Carlie doesn’t think that these portal captures and well-timed defensive manoeuvres were coincidences. The Resistance teammates she accused of participating in this conspiracy later appeared on the whistleblower’s list of Riot users—as did the person whom Kay suspects left the note on her doorstep.
Here’s the thing: Nobody I talked to argued that the data available through Riot was “private.” Ingress gives players access to a startlingly large and detailed amount of location data about one another, but that data is abstract and unfocused. That’s how the game is played. Without Riot or analogous third-party tools, it would only be possible to determine where a player spends most of their time through a ton of time and effort. What alarmed Ingress players wasn’t necessarily the technology—they signed up for this—but the way players were using that technology to violate other players’ privacy and do creepy things.
Riot was apparently developed to detect “spoofers,” or cheaters who have multiple Ingress accounts. With some extra software, these spoofers can trick Ingress into thinking they’re in different locations so they can grab portals in New Mexico when they’re actually in Virginia. A lawyer and Resistance player named Chris Lee Norris, who says he has spoken with Riot’s creator, said that its creator was frustrated after years of asking Niantic to address the cheating problem. (While reporting this story, we couldn’t get in touch with Riot’s creator.) So, Norris said, the creator decided to collect and decode location information contained in the app “to aid in the tracking of cheaters.” One Wisconsin-based Ingress player named Sarah Jean said she’s used Riot to report 30 alleged “spoofers,” and went on to allege that players on the Enlightened team have swiped in to sabotage her long-standing portals, too, with currently unnamed tools.
Perhaps the person who left a note on Nicci Kay’s doorstep, accusing her of being a “cheetah,” was also using Riot the way it was intended to be used, as terrifying as the effects may have been.
Ingress publisher Niantic declined to comment for this story, instead referring me to a 28th October Google Plus post. In that post, Niantic acknowledged that Ingress players had been scraping, extracting and indexing data from Ingress without their consent, a violation of the game’s Terms of Service. Niantic also acknowledged that some Ingress “Ambassadors,” sort of liaisons between Niantic and Ingress players, had used the technology. They stepped down or were “excused.”

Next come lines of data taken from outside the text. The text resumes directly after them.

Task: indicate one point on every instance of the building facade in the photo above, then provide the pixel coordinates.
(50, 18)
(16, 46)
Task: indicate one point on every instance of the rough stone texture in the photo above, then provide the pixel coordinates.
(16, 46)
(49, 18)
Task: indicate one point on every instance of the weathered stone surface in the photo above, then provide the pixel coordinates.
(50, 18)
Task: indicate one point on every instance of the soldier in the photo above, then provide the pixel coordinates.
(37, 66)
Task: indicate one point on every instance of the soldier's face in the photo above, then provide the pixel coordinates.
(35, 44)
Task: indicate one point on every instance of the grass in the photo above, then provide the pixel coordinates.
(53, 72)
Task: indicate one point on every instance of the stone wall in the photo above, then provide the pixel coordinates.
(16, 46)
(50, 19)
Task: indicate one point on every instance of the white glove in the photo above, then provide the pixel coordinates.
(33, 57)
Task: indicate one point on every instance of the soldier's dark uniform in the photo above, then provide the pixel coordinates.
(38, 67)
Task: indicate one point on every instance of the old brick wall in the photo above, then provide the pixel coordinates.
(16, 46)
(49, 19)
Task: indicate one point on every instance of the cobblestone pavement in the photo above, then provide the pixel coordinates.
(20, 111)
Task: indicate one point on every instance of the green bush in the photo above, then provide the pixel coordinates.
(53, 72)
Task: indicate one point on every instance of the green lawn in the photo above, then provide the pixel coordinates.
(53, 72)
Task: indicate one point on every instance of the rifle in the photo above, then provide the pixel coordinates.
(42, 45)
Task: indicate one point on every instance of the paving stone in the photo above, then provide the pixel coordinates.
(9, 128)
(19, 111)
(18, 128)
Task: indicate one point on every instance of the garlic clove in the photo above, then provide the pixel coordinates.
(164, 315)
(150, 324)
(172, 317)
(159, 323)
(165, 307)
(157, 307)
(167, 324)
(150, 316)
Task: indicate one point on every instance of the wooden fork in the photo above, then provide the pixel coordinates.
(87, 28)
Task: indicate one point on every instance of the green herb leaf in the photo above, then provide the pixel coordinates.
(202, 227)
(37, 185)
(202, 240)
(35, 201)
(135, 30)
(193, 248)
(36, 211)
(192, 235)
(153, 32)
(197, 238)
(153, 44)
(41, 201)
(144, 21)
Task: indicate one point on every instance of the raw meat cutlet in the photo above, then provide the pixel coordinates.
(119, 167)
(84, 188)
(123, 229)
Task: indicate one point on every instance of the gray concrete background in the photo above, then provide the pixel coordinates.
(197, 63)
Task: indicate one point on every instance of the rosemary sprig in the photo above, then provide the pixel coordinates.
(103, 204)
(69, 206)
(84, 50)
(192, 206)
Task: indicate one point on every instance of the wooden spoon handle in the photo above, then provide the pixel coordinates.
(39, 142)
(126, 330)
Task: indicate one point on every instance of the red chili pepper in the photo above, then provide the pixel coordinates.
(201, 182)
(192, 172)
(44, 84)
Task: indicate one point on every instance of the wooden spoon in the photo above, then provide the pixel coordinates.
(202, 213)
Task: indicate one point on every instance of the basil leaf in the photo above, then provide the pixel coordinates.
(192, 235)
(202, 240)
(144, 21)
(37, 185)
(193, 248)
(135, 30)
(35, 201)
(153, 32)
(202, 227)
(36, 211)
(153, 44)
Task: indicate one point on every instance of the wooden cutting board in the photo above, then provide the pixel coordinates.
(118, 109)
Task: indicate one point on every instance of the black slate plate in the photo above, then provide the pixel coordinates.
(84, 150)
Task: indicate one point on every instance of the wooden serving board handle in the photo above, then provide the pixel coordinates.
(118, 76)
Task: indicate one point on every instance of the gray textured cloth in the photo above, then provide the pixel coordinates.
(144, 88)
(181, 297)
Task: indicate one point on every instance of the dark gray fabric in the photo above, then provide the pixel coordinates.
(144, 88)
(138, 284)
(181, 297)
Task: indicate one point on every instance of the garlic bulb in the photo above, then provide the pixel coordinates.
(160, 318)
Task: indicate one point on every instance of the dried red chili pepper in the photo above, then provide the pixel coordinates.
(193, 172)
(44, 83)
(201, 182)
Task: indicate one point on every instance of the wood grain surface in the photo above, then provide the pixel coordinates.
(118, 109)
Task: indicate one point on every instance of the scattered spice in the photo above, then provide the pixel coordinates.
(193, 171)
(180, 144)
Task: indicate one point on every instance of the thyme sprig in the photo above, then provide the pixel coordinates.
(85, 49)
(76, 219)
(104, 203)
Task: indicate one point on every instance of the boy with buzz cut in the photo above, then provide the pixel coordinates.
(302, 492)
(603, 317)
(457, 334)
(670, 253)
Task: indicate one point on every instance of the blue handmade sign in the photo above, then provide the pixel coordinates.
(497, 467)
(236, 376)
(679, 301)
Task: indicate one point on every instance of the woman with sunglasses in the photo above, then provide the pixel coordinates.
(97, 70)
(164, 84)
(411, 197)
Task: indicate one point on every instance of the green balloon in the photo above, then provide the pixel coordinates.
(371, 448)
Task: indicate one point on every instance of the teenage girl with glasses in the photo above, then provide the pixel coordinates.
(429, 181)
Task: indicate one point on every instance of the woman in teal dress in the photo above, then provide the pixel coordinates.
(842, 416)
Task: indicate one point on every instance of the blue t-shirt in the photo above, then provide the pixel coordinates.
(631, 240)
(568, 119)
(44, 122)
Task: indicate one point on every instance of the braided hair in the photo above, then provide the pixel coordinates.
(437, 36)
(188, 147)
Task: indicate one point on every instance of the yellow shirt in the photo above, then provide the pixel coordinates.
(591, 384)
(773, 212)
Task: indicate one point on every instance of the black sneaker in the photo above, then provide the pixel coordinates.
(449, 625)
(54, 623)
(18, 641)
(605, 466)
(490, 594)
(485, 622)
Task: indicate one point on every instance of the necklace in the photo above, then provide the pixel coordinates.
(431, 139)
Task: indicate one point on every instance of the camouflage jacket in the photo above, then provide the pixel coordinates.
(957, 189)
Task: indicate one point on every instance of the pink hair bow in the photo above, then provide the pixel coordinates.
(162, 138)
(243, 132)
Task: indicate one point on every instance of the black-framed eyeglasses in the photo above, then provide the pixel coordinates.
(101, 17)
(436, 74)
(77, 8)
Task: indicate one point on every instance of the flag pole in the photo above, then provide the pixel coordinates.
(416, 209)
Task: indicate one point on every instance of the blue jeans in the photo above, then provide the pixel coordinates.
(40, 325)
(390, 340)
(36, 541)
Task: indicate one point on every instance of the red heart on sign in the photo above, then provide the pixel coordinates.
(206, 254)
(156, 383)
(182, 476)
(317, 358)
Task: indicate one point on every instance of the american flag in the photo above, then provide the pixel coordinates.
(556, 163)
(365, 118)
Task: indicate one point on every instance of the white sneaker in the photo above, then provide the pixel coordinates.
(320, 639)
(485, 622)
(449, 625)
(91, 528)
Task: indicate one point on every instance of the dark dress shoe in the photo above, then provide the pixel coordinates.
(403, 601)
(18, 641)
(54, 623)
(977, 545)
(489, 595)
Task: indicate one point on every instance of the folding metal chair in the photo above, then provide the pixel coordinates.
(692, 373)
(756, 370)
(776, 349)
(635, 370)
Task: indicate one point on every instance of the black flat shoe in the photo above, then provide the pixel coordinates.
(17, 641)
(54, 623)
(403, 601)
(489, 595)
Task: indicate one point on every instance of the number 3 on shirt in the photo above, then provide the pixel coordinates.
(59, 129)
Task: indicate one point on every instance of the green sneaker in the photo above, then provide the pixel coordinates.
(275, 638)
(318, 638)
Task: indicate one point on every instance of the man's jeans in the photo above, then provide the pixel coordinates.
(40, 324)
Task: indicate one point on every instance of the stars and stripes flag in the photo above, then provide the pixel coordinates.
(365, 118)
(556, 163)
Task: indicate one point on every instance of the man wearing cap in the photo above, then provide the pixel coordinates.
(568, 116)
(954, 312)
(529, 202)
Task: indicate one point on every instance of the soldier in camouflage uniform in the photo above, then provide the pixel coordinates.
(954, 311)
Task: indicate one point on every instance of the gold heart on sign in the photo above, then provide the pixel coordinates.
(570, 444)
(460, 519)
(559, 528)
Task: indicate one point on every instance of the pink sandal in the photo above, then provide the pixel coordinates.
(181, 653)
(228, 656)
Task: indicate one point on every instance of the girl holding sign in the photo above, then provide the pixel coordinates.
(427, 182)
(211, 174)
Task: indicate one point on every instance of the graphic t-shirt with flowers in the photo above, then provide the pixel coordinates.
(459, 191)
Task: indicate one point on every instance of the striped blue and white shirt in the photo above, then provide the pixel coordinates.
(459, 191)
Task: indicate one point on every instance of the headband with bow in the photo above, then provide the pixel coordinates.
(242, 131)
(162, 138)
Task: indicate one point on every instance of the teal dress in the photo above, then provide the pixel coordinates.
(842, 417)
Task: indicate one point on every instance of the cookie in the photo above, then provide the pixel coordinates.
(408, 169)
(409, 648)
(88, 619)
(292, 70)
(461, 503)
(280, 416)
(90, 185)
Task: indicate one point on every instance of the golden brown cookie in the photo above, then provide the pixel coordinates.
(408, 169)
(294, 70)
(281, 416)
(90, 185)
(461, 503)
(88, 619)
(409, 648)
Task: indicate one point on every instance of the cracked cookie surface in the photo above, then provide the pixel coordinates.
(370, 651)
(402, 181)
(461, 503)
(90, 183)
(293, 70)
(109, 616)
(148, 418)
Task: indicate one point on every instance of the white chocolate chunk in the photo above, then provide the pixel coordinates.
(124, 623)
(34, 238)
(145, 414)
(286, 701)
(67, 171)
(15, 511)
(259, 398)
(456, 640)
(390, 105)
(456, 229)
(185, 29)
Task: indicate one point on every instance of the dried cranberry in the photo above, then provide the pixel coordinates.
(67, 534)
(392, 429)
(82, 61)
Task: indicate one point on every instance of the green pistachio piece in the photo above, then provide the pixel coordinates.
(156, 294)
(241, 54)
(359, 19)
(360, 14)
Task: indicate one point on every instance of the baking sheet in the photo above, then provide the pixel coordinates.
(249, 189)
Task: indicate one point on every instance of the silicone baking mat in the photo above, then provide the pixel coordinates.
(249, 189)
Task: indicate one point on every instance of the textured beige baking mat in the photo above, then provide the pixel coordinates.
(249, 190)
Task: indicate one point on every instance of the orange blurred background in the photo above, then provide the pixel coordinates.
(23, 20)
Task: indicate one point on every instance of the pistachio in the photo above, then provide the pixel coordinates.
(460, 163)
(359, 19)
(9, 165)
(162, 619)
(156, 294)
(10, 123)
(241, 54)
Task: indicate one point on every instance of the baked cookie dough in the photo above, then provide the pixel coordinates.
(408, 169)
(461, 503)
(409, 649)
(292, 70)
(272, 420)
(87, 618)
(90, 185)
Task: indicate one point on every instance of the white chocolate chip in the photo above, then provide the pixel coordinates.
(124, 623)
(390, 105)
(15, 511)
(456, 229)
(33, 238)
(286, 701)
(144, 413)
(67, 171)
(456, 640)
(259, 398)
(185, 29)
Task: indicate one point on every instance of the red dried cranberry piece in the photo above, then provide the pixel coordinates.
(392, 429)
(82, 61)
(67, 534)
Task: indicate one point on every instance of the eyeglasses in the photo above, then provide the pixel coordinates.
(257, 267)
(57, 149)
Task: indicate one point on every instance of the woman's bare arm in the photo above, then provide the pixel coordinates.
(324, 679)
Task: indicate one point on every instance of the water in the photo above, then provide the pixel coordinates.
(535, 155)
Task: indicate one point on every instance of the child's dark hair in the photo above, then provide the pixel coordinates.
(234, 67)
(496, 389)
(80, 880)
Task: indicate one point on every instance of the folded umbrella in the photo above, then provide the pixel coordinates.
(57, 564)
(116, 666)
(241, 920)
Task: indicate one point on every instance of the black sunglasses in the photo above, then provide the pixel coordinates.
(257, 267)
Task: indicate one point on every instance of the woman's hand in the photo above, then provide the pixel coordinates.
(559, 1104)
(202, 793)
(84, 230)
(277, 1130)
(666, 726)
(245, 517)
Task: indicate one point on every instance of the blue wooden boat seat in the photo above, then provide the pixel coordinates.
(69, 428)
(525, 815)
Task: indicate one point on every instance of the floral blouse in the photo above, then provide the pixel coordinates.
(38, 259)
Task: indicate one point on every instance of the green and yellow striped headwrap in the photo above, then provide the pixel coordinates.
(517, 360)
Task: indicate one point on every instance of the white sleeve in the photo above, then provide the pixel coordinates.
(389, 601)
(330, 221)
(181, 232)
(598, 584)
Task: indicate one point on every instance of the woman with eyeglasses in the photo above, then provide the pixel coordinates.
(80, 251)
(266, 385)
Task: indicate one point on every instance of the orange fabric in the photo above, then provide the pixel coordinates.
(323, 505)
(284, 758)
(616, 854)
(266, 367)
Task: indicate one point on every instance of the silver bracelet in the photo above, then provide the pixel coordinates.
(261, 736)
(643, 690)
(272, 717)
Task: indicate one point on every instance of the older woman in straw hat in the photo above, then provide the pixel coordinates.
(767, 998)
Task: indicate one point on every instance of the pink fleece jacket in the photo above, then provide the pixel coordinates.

“This isn’t a faction issue,” a Seattle-based player named Intoku told me. “Players on both sides have stalked and been stalked.” There’s always a level of risk involved in playing a location-based game, especially one that puts enemy players right in front of each other. Where someone works and lives can theoretically be determined by studious and long-term Ingress players without third-party tools, but those tools have made it too easy.
It’s unclear whether Riot is still available. However, for years, less-powerful tools like it have floated around the Ingress community, and it’s likely that they will continue to crop up. That’s led players from both factions to argue that the risks of playing are verging on too high. With a new type of location-based gaming on the rise, both with Ingress and the far-more-popular Pokémon Go, the rules of engagement are still being hammered out.
“It’s not okay to continue to follow a player after they have stopped playing the game,” said Intoku. “It’s not okay to identify where someone lives or works and then use that information to send them an intimidating message.”